Spending on research and development and public health promotions will be cut in order to pay for free social care, the health secretary has revealed.
Andy Burnham told the Times today that money would be “reprioritised” to pay the costs of the Social Care Bill, published today.
The £670 million-a-year free social care provision of the Bill guarantees free personal care at home for up to 280,000 elderly and disabled people.
Another 130,000 will receive other help, including adaptations to their homes to allow them to continue to live there.
The Bill forms a core part of the government's legislative programme announced in last weeks Queen's Speech.
And the prime minister will hope it will prove popular amongst voters in the run in to the general election, expected in May.
Burnham told the Times that he would be "squeezing" funds out of "backroom spend" towards direct public benefit.
"I've got to be ruthless about that and I will be ruthless about that," he added.
Burnham expects to pay for the programme by taking £60m from his department's R&D budget and £50m from public health promotions.
Cutting management consultants would provide £60m and a further £20bn is hoped to be secured by making efficiency savings across the NHS over the next four years.
A department of health spokesman said: "We can categorically state that cancer and dementia funding will not be affected.
"We are now providing more funding than ever for health research. This £1bn budget is ring-fenced for research.
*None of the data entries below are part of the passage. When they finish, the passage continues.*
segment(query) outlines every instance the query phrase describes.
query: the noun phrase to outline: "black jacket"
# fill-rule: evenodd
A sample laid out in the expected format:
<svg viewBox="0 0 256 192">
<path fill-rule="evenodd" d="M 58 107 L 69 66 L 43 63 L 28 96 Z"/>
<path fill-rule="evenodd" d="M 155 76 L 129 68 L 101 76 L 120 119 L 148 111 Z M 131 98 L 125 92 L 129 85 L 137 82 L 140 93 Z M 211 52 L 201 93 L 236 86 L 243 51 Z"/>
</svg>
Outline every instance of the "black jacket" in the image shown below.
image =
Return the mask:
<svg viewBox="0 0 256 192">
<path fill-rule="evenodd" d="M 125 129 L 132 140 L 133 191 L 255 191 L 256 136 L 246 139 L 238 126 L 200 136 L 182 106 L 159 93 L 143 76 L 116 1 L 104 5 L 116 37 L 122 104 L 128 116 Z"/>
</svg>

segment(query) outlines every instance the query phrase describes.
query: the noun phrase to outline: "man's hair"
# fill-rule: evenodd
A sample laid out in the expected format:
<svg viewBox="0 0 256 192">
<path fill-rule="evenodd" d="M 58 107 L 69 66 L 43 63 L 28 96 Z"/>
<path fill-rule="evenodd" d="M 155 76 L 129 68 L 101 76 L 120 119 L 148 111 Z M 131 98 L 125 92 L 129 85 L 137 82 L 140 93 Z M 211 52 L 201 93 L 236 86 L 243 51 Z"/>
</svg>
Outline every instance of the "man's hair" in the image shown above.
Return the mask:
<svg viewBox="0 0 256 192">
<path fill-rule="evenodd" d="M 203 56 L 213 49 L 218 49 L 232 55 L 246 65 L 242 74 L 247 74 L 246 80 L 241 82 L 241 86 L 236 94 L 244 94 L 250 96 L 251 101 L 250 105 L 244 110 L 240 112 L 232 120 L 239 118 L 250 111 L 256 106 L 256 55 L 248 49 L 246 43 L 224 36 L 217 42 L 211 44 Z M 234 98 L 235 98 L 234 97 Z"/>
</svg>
"We are committed to fighting cancer and have recently announced our plans for patients to be given a legal right to see a cancer specialist within two weeks."
The Bill has run into stinging criticism from the government's own benches, with several Labour peers lining up to attack it.
Former health minister Lord Warner of Brockley dismissed the Bill as "totally misjudged".
And Lord Lipsey, a former member of the Royal Commission on Long-Term Care, called the Bill a "demolition job on the national budget" and said it was akin to "an admiral firing an Exocet into his own warship."
"I'm not looking forward to the night of the next general election but, if the result goes as I expect, one of the consolations will be that one of the most irresponsible acts to be put forward by a prime minister in the recent history of this country will be swept away with his government," he added.